Empresas que permanecerem no Simples e não desejarem recolher IBS e CBS pelo regime regular não precisarão fazer uma nova opção. Contudo, quem quiser retirar esses tributos da sistemática do Simples deverá formalizar a escolha dentro do prazo estabelecido. Empresas abertas entre 1º de outubro e 31 de dezembro de 2026 terão uma regra específica: a opção pelo Simples Nacional no momento da inscrição do CNPJ valerá tanto para o período restante de 2026 quanto para todo o ano de 2027. A escolha sobre IBS e CBS pelo regime regular também poderá ser feita na abertura da empresa, com efeitos a partir de janeiro de 2027.

O empresário que não desejar permanecer no Simples em 2027 poderá solicitar a exclusão por opção até o último dia de 2026. A antecipação da opção também criou a possibilidade de desistência: quem fizer o pedido em setembro poderá cancelar a solicitação até 30 de novembro de 2026. O cancelamento será irretratável, impedindo nova opção para efeitos em 2027. A antecipação permite ainda identificar pendências antes do início do ano, dando prazo para regularização em caso de indeferimento.

A mudança não afeta o calendário de opção pelo Simei (Sistema de Recolhimento de Receitas Padronizadas para Microempreendedor Individual), que continua sendo em janeiro. A antecipação para setembro não se confunde com as regras específicas para MEIs. Outra alteração anunciada pelo CGSN é o adiamento da obrigatoriedade da emissão da Nota Fiscal de Serviço eletrônica (NFS-e) no emissor nacional para empresas optantes pelo Simples Nacional, de 1º de setembro para 1º de novembro de 2026, buscando dar mais tempo para adaptações tecnológicas e operacionais.

A regulamentação também altera a forma de prestação de informações fiscais e socioeconômicas. A Declaração de Informações Socioeconômicas e Fiscais (Defis) deixará de ser apresentada separadamente, sendo suas informações incorporadas ao Programa Gerador do Documento de Arrecadação do Simples Nacional – Declaratório (PGDAS-D), com entrega anual de janeiro a março. Essa mudança faz parte da adaptação do Simples Nacional ao novo modelo tributário.

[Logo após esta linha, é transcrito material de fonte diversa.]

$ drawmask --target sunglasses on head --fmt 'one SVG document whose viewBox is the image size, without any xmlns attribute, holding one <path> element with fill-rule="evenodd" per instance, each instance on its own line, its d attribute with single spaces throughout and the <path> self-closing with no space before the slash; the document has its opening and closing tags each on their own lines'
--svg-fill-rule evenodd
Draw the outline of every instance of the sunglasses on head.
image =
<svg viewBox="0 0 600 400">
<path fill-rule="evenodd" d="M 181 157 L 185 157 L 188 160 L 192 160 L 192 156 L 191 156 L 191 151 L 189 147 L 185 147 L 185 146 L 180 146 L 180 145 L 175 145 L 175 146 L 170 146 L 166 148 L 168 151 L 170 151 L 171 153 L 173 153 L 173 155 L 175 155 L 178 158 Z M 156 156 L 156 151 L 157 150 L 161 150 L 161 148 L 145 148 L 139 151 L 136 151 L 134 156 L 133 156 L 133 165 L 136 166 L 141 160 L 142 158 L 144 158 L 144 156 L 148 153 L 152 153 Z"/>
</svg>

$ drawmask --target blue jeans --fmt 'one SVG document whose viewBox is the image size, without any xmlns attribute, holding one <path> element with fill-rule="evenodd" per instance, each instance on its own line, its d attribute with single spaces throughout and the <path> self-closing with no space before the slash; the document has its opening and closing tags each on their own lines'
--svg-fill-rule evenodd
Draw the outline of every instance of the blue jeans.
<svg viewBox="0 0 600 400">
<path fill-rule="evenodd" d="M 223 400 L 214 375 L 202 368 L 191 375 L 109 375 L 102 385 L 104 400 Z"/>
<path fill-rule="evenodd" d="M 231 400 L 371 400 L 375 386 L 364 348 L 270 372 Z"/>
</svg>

Com setembro concentrando decisões relevantes para o próximo ano, especialistas recomendam que empresas e contadores antecipem a análise tributária. A escolha entre manter IBS e CBS no Simples ou recolhê-los pelo regime regular pode gerar efeitos distintos dependendo do setor, fornecedores e perfil dos clientes. Antes de formalizar a opção, a recomendação é que a micro e pequena empresa simule os dois cenários, revise seus sistemas, a emissão de notas fiscais e planeje o fluxo de caixa para 2027.